Republic Act 9745, or the Anti-Torture Act of 2009, criminalizes “torture and other cruel, inhuman and degrading treatment or punishment.”
The new statute also put emphasis on the command responsibility of superiors over the acts committed by their subordinates.
In a statement on Saturday, Senator Francis Escudero urged torture victims and their heirs to use the law to seek justice.
“This development is a significant milestone in our efforts to address this country’s human rights violations, particularly the use of torture by agents of government,” said Escudero, the law's principal author and chair of the Senate committee on justice and human rights.
Numerous cause-oriented groups and organizations have documented hundreds of cases where members of left-leaning political groups and the clergy as well as outspoken activists and journalists were either kidnapped or killed since 2001.
More than 1,000 cases of torture have also been recorded, said Escudero.
A number of cases of extrajudicial killings, torture and harassment have been blamed on the police and the military, but families of victims have complained that no one has been prosecuted yet.
“Clean up your act,” said Escudero, urging the Arroyo administration to resolve these human rights violations that have cropped up in the last eight years.
Escudero said that his colleagues in the House of Representatives and the Senate committee on justice, as well as human rights and people’s organizations, also played an important part in having the bill made into law.
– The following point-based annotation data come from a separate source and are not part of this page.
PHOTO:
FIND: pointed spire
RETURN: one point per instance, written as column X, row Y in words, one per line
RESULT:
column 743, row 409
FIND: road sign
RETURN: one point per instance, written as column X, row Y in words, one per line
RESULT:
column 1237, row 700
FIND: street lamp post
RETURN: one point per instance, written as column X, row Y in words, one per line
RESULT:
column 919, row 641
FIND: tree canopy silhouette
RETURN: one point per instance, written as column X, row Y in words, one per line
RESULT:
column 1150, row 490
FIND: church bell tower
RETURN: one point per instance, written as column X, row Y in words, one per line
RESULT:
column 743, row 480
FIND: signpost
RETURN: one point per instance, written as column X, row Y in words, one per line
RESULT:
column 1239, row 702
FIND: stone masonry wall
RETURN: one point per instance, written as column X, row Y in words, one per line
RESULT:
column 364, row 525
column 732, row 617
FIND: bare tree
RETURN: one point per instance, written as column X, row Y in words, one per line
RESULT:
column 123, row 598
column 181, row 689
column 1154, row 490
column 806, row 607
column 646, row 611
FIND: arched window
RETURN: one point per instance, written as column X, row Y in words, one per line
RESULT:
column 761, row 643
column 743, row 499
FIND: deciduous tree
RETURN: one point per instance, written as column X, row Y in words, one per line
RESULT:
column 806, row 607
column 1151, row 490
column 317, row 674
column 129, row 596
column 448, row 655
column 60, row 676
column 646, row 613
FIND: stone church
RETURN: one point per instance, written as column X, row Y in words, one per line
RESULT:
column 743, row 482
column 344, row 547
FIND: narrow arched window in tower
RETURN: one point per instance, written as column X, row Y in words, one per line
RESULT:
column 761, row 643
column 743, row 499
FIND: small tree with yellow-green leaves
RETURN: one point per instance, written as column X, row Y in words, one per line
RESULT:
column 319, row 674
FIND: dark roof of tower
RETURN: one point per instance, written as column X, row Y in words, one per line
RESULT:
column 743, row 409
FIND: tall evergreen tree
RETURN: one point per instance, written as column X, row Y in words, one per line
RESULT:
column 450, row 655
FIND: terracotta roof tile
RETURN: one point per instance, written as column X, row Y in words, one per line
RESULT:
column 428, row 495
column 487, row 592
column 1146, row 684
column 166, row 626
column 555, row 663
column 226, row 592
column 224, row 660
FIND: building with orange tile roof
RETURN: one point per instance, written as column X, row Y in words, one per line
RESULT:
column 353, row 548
He noted that for years, the bill had languished in the legislative mill although the Philippines was a signatory to the United Nations Convention Against Torture and other Cruel, Inhuman or Degrading Treatment or Punishment.
The measure actually took 22 years in Congress before it was passed.
“The enactment of R.A. 9745 is a concrete step towards fulfilling our commitment to an agreement we signed over two decades ago. More importantly, this law now gives our people another shield against human rights abuses,” said Escudero.
The senator said that from the dawn of Martial Law to this very day, many Filipinos have suffered because of their political beliefs.
“Under this administration alone, political activists have been tortured and have had to seek the protection of our courts against these abuses. With this new law on their side, the hope is that this will pave the way for the conviction and imprisonment of their perpetrators, and discourage those planning to use it,” he said.
Press Secretary Cerge Remonde had said that the signing of the anti-torture bill was “a concrete demonstration of this administration's commitment to human rights."
Under the law, the Commission on Human Rights will see through its implementation and, together with the Department of Justice and in consultation with human rights groups, it will draft the implementing rules and regulations.
The law prescribes penalties up to life imprisonment for torture.
The law defines torture as acts consisting of systematic beating, food deprivation, electric shock, cigarette burning, rape, among others. Mental and psychological torture, meanwhile, refers to acts such as blindfolding, prolonged interrogation, maltreating a member or members of a person's family, and denial of sleep, among others.
Wars, political instability and other public emergencies could not be invoked as a justification for torture and other cruel, inhuman and degrading forms of treatment or punishment, it says.